In contrast to beta adrenergic receptors, the opioid receptor family exhibits very diverse trafficking characteristics. The KOR requires a PDZ domain for post-endocytic recycling, similar to the adrenergic receptors22. DOR, as mentioned above, does not recycle and is degraded in lysosomes following agonist-induced endocytosis12,58. Interestingly, the mu-opioid receptor (MOR), recycles following agonist-induced internalization, but does not require a PDZ ligand sequence, like KOR and the adrenergic receptors. MOR contains a unique, seven amino acid recycling sequence in its C-terminal tail, LENLEAE. Mutation of this sequence re-routes MOR to the lysosome following endocytosis, and fusion of this sequence to the C-terminal tail of DOR is sufficient to promote its rapid recycling, and prevent lysosomal degradation of DOR25.

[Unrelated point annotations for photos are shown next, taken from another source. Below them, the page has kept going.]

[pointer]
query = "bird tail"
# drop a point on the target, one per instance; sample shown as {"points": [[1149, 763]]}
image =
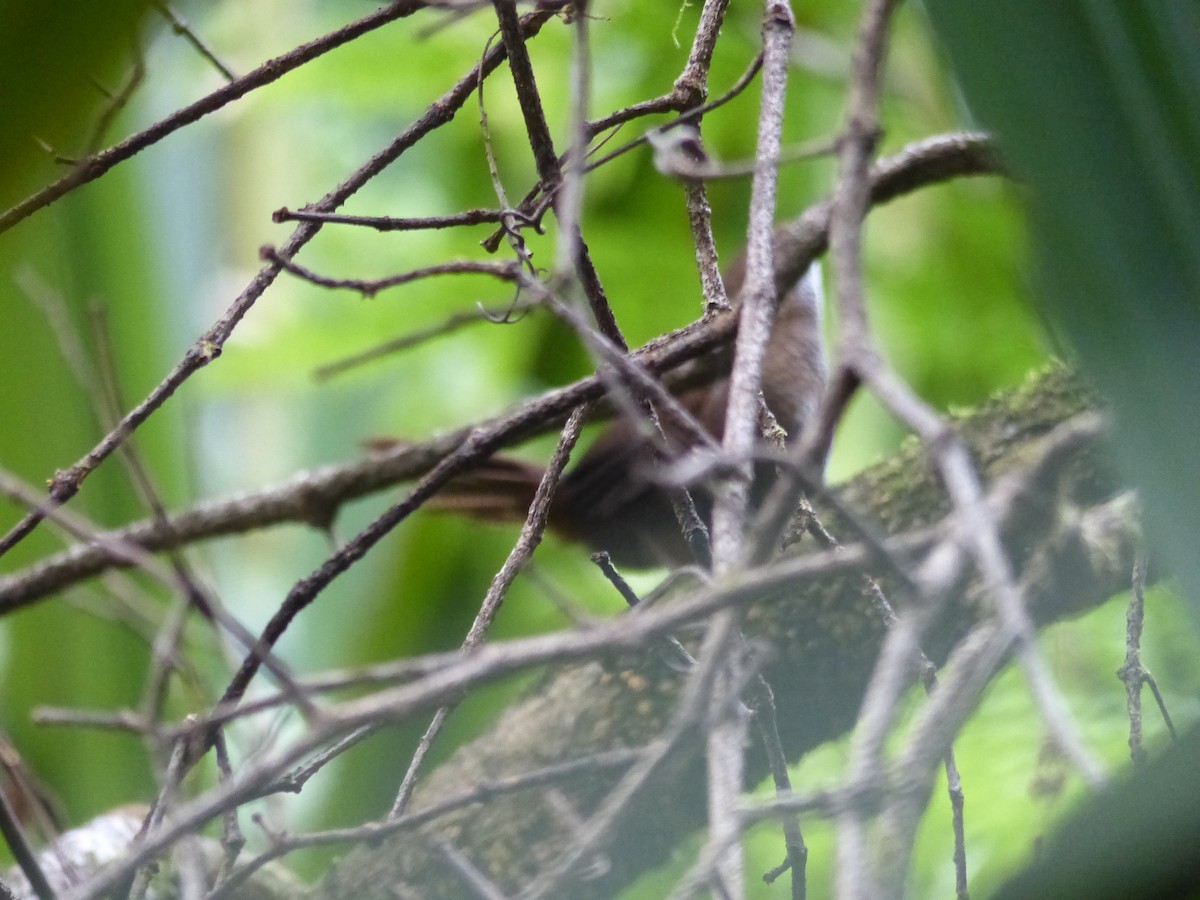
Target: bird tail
{"points": [[501, 490]]}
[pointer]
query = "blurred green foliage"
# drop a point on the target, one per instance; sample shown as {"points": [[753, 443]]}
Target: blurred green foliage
{"points": [[167, 240]]}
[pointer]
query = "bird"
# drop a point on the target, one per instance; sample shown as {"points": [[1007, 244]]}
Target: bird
{"points": [[613, 499]]}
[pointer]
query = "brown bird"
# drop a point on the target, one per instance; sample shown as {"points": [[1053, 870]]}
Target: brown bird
{"points": [[611, 499]]}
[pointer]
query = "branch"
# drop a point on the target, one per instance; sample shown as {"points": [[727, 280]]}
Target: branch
{"points": [[1072, 539], [315, 497]]}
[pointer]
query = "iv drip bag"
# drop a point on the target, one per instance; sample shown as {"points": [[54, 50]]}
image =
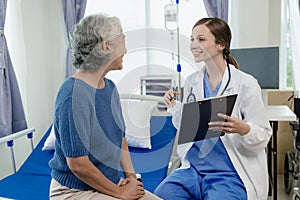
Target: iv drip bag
{"points": [[171, 18]]}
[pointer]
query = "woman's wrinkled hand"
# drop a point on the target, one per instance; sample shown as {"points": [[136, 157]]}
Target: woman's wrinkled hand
{"points": [[170, 97]]}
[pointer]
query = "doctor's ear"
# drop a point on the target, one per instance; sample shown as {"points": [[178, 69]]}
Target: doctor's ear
{"points": [[221, 46], [106, 46]]}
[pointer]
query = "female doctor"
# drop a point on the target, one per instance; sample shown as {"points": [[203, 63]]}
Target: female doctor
{"points": [[233, 166]]}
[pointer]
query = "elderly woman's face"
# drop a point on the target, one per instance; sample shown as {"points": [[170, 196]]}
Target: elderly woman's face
{"points": [[118, 51]]}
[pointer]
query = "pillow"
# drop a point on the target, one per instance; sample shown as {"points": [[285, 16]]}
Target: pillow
{"points": [[49, 143], [137, 115]]}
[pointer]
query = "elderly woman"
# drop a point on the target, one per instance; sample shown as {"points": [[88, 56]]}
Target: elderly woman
{"points": [[90, 145]]}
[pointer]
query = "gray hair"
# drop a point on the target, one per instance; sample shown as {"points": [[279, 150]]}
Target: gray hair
{"points": [[87, 40]]}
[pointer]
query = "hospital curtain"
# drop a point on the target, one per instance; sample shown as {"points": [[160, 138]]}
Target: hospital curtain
{"points": [[12, 116], [294, 16], [73, 12], [217, 8]]}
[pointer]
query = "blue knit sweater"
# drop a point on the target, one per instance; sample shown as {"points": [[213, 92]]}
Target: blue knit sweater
{"points": [[87, 121]]}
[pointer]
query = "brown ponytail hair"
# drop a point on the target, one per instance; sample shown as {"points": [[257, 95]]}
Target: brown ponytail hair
{"points": [[221, 31]]}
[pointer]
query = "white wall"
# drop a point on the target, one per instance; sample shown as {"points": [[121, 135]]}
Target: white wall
{"points": [[44, 51], [257, 23]]}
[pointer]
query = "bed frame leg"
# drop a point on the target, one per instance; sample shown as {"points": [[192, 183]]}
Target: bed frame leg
{"points": [[10, 144]]}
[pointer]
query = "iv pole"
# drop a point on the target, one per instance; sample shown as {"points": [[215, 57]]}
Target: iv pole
{"points": [[178, 53], [172, 17]]}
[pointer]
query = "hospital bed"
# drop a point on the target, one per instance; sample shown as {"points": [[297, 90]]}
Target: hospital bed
{"points": [[32, 179]]}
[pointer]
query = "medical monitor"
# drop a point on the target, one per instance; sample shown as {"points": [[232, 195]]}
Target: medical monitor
{"points": [[260, 62]]}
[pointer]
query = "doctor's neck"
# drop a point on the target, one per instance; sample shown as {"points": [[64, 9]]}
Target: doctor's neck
{"points": [[215, 68]]}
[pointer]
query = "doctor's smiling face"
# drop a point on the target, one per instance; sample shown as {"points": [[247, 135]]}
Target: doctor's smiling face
{"points": [[203, 44]]}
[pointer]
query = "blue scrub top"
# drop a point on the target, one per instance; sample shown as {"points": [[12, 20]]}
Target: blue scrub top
{"points": [[210, 156]]}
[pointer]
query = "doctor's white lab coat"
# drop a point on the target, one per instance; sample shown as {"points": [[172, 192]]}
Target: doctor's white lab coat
{"points": [[247, 152]]}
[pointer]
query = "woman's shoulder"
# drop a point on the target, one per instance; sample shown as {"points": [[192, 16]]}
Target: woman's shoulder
{"points": [[243, 76]]}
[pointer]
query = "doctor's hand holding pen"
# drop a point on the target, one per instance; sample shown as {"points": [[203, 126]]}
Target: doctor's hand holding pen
{"points": [[170, 97]]}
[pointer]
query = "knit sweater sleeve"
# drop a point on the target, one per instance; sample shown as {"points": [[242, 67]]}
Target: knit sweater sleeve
{"points": [[73, 128]]}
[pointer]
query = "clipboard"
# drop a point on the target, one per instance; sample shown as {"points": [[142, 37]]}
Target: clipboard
{"points": [[196, 116]]}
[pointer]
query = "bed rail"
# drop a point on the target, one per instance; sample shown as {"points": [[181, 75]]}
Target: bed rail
{"points": [[142, 97], [9, 140]]}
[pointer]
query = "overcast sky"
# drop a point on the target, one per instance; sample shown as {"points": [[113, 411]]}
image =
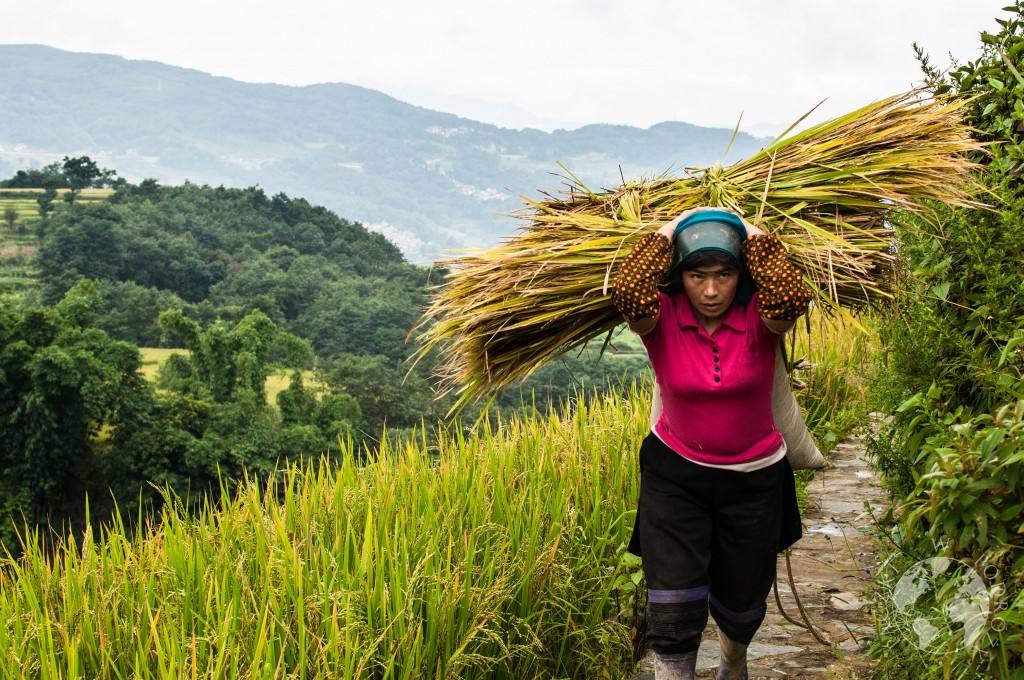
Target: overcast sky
{"points": [[542, 62]]}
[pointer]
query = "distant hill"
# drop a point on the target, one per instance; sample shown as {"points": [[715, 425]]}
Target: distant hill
{"points": [[430, 181]]}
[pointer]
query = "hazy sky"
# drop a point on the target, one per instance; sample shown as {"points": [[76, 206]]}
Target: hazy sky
{"points": [[543, 62]]}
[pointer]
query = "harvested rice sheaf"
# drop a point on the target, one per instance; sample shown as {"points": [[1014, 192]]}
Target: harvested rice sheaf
{"points": [[832, 194]]}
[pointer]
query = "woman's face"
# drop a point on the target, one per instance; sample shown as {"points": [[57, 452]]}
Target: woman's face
{"points": [[711, 291]]}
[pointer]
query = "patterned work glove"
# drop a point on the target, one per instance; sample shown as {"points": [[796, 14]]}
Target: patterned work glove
{"points": [[783, 294], [636, 282]]}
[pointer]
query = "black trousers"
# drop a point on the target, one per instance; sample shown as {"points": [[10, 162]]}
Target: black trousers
{"points": [[709, 540]]}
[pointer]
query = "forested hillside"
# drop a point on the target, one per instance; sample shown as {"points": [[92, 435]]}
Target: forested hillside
{"points": [[247, 285]]}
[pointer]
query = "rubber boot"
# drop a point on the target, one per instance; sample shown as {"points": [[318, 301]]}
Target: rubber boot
{"points": [[732, 665], [675, 667]]}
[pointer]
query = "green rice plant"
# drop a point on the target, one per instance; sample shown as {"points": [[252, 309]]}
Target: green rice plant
{"points": [[838, 353], [496, 554]]}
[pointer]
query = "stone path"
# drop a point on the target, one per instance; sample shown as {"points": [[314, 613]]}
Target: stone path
{"points": [[833, 567]]}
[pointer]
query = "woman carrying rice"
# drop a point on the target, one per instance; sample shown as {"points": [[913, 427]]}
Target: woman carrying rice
{"points": [[717, 499]]}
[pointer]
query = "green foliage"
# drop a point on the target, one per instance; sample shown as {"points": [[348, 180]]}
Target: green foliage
{"points": [[64, 380], [952, 376], [226, 359], [498, 555]]}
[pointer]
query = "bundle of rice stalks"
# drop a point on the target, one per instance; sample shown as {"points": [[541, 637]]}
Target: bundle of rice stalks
{"points": [[830, 194]]}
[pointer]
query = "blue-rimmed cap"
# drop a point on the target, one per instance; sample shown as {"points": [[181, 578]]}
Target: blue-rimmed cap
{"points": [[709, 229]]}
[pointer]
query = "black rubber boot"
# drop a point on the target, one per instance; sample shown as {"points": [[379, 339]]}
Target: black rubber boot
{"points": [[733, 659], [675, 667]]}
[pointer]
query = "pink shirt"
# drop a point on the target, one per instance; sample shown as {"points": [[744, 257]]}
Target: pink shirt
{"points": [[716, 389]]}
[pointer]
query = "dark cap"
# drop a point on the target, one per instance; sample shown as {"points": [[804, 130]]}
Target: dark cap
{"points": [[709, 229]]}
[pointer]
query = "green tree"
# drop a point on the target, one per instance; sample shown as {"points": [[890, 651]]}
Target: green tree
{"points": [[79, 173], [296, 402], [64, 380], [224, 359]]}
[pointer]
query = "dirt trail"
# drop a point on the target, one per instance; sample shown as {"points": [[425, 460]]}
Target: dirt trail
{"points": [[833, 566]]}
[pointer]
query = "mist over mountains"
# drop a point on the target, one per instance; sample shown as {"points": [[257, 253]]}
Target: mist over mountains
{"points": [[430, 181]]}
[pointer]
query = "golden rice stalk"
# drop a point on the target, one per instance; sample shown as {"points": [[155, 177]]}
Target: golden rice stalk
{"points": [[828, 193]]}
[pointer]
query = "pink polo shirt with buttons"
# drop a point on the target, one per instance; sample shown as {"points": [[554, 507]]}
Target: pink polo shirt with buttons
{"points": [[716, 389]]}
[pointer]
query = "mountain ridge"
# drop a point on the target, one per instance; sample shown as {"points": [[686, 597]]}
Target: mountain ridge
{"points": [[431, 181]]}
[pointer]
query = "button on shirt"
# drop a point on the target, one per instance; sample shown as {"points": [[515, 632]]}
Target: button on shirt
{"points": [[716, 389]]}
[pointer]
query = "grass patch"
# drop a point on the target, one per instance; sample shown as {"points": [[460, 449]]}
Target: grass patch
{"points": [[499, 555], [154, 357]]}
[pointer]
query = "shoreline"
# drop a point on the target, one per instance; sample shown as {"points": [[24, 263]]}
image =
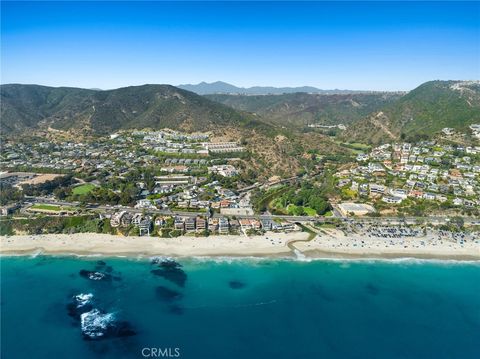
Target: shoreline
{"points": [[295, 246]]}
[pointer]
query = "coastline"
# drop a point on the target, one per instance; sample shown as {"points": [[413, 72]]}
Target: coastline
{"points": [[332, 245]]}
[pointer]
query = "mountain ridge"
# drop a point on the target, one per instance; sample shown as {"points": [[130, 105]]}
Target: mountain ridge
{"points": [[422, 112], [36, 106], [220, 87]]}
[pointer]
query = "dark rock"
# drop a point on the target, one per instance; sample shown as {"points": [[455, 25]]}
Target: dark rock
{"points": [[172, 274], [372, 289], [236, 284], [95, 275], [79, 304]]}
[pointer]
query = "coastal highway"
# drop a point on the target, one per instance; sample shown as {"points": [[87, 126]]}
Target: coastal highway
{"points": [[367, 220]]}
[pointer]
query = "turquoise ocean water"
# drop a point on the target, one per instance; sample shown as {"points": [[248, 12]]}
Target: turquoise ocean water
{"points": [[244, 309]]}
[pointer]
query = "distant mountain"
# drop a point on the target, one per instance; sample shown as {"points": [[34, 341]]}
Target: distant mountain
{"points": [[220, 87], [422, 112], [301, 109], [27, 107]]}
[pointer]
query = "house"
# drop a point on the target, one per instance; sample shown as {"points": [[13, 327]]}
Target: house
{"points": [[116, 218], [377, 188], [9, 209], [392, 199], [201, 224], [266, 224], [190, 224], [145, 226]]}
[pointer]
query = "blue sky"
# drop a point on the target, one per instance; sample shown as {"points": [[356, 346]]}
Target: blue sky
{"points": [[346, 45]]}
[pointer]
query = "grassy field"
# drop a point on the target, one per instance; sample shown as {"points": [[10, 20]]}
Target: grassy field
{"points": [[83, 189], [52, 207], [291, 209], [47, 207]]}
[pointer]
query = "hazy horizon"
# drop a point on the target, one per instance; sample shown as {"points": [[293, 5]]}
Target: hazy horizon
{"points": [[376, 46]]}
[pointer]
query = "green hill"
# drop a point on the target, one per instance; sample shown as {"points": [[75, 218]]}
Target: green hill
{"points": [[422, 112], [27, 107], [300, 109]]}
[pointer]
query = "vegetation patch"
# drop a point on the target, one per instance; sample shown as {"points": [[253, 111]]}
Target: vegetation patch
{"points": [[83, 189]]}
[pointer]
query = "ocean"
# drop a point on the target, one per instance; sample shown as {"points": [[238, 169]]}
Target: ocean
{"points": [[245, 308]]}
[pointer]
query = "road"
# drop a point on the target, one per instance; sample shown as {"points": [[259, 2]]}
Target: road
{"points": [[366, 220]]}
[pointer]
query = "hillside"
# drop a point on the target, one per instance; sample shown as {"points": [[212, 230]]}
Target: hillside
{"points": [[301, 109], [29, 107], [219, 87], [422, 112]]}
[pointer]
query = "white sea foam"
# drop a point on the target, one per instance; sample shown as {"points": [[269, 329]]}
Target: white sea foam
{"points": [[94, 323], [83, 299]]}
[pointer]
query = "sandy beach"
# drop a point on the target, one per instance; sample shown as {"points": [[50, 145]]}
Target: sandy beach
{"points": [[327, 244]]}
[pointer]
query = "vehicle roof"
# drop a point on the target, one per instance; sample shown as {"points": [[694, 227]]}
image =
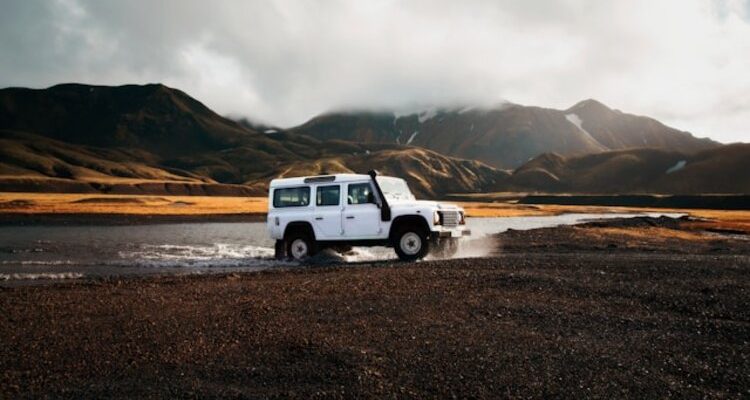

Although MOR’s recycling sequence was discovered a decade ago, the exact mechanism of how this sequence promotes MOR sorting and recycling remains unknown. However, a number of MOR binding partners that regulate MOR trafficking have been found. The actin-binding protein, filamin A, has been shown to interact with the C-terminal tail of MOR, and this interaction is thought to reduce MOR agonist-induced internalization59. Additionally, the dendritic spine protein, spinophilin, interacts with MOR in the striatum, and interestingly, knockout of spinophilin reduces sensitivity to morphine-induced analgesia60. Further, agonist-induced internalization of MOR is significantly reduced in spinophilin knockout cells60. Interestingly, spinophilin interacts with DOR, as well as MOR, and this interaction requires the third intracellular loop, the G protein coupling domain of GPCRs, as well as the first eighteen amino acids of the C-terminal tail, conserved between the two opioid receptors61. Additionally, this interaction seems to enhance ERK signaling through DOR, but not MOR, suggesting that the interaction with spinophilin may modulate sensitivity of MOR and DOR differentially61. Moreover, single nucleotide polymorphisms within the G protein-coupling domain of the third extracellular loop of MOR are also associated with calmodulin binding and an increase in basal MOR activity62. Interestingly, spinophilin also interacts with alpha-2 adrenergic receptors and D2 dopamine receptors, also through the third intracellular loop of these receptors63,64, suggesting that spinophilin may regulate several GPCRs, potentially through G protein coupling. The additional requirement of a conserved region of MOR and DOR C-terminal tails for spinophilin binding suggests a potential role in membrane trafficking, while the exact mechanism remains unknown.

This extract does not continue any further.